The investment that Ford is making in MI, adding 700 jobs here instead of 2,800 in Mexico, is certainly significant.
This will supposedly have a positive effect here in the U.S., though, as Ford says it will allow its Wayne, Michigan plant - which now produces the Focus - to manufacture "two new iconic products".
A Ford Fiesta is built at one of Ford's existing plants in Mexico.
At its core, the Trump-brokered-but-not-really deal for the Indianapolis-based company was nothing more than ceding tax breaks to a company running a profitable factory. "We believe that these tax and regulatory reforms are critically important to boost USA competitiveness and of course drive a resurgence in American manufacturing and high-tech innovation".
"All Chevrolet Cruze sedans sold in the USA are built in GM's assembly plant in Lordstown, Ohio", the company said.
At that time Ford officials pushed back, arguing it was too late to change their plans about the new factory in Mexico.
Michigan's national leadership in advanced manufacturing continued today with the announcement that Ford Motor Co. will create a Manufacturing Innovation Center at its Flat Rock Assembly Plant.
In 2020, an all-electric small SUV/crossover to be sold in North America, Europe, and Asia.
"This is really around making sure that as we make these decisions that it is first right for our business". About 4,500 of them were hatchbacks imported from Mexico (which also exports Chevy Cruze hatchbacks to other markets). That hasn't changed. It's just going to make the vehicle in an existing plant, alongside the Fusion and Lincoln MKZ, rather than build a new plant for that objective.

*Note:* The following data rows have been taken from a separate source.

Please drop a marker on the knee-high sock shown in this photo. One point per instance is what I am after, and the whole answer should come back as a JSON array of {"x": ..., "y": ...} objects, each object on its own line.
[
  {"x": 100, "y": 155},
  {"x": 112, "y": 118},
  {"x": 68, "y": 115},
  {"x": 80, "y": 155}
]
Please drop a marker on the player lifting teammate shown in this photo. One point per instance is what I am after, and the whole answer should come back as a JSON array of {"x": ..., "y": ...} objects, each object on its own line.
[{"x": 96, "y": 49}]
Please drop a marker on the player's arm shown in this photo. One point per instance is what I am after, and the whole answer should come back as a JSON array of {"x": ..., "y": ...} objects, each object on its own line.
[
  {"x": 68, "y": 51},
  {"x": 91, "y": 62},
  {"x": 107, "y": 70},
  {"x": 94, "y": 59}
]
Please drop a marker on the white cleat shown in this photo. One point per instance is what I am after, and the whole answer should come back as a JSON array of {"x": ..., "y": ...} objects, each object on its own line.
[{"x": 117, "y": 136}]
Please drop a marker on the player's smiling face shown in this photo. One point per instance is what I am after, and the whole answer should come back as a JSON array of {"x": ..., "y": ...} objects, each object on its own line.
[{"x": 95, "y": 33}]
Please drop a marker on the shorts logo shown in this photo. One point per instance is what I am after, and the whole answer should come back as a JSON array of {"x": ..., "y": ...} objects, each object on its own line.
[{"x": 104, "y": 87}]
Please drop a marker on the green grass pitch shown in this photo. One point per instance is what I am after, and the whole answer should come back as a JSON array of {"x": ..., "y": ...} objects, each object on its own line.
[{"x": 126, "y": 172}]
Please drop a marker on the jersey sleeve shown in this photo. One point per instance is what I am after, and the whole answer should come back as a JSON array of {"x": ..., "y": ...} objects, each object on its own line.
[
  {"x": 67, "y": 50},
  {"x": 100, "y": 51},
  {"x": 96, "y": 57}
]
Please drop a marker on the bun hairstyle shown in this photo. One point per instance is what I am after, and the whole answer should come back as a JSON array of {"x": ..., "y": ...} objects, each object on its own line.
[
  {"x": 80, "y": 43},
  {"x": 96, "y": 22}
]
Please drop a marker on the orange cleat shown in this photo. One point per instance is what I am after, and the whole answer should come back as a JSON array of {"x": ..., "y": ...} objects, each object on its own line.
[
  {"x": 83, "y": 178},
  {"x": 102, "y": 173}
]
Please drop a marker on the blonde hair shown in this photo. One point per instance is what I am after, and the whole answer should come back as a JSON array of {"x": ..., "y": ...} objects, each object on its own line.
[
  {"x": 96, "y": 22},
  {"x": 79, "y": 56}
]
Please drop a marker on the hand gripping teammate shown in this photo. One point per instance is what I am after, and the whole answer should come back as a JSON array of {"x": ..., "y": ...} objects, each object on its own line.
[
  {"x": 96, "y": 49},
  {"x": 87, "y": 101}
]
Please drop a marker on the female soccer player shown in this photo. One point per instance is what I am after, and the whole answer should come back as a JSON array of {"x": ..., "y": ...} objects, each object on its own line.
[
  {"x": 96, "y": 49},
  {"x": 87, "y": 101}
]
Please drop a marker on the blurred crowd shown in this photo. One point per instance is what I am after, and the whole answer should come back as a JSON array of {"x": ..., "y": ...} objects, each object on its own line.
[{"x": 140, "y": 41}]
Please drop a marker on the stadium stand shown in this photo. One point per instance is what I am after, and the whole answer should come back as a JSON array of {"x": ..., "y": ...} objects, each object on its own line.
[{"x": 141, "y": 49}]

'General Motors is sending Mexican made model of Chevy Cruze to US auto dealers-tax free across border.
The Flat Rock plant now builds the Ford Mustang and Lincoln Continental, but it will soon also operate as something of a hub for hybrid, electric, and autonomous cars.
Immediate speculation emerged that Ford had made a deal with Trump, but Fields denied that in an interview with CNN. The Mexican-built hatches are sold in a number of countries, including the U.S.
Ford does say they still have plans to produce some of their smaller cars in Mexico, which aren't as popular in the U.S. However, they will not need a new facility to roll these cars out.